Gigi Lonigro, plenipotenziario… Lo ricordo nella mia ciurma, ancora con i capelli sul cranio.

«Eh, ma la sua intuizione è stata vanificata dal coronavirus. Questa estate non c’è una sola distribuzione che abbia azzardato l’annuncio di un film, se non il Cavaliere oscuro di Nolan a metà luglio».

Causa bacillo temevate di scomparire tutti quanti.
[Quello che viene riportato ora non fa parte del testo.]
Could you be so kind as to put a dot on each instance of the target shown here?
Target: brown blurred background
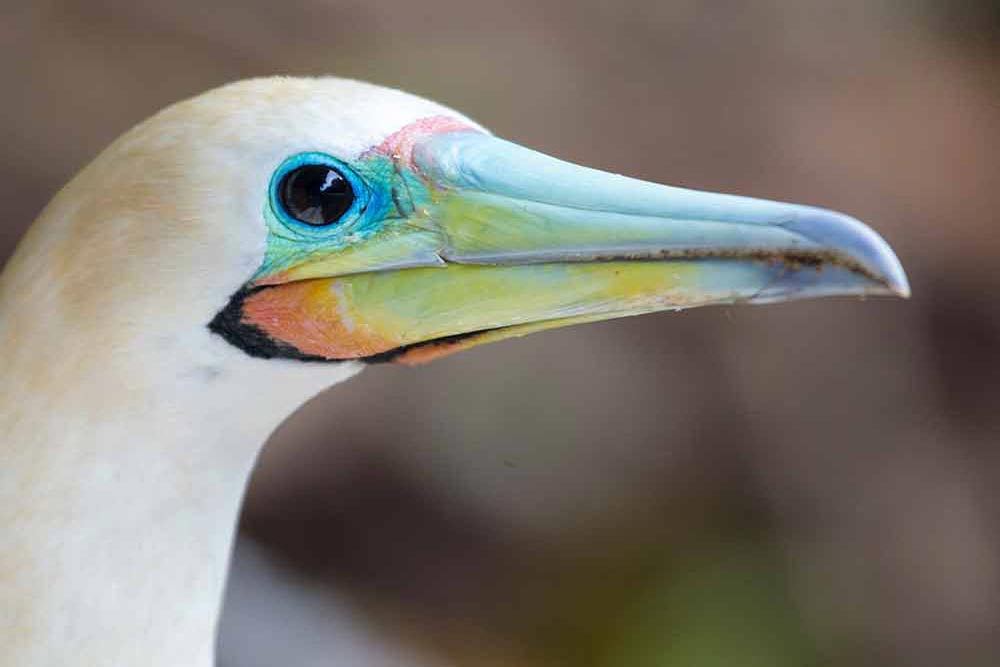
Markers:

Si immagina il mondo senza la settima delle nove arti?

«Sì, sarebbe di una tristezza infinita. Ne vuole una prova provata? Durante la pandemia i supporti digitali hanno rimpiazzato le sale con risultati insperabili. Mai come durante il contagio i fruitori di film si sono moltiplicati. Il cinema delle caverne, come lo chiamo, ha sbancato su Amazon, Rai Play, Mediaset Play, Sky, Disney e su Netflix non ne parliamo: 15 milioni di abbonati europei in più, 183 milioni nel mondo in totale. E questo ci basta per capire che il cinema, leggendo nell’esperienza umana, per l’uomo è una necessità».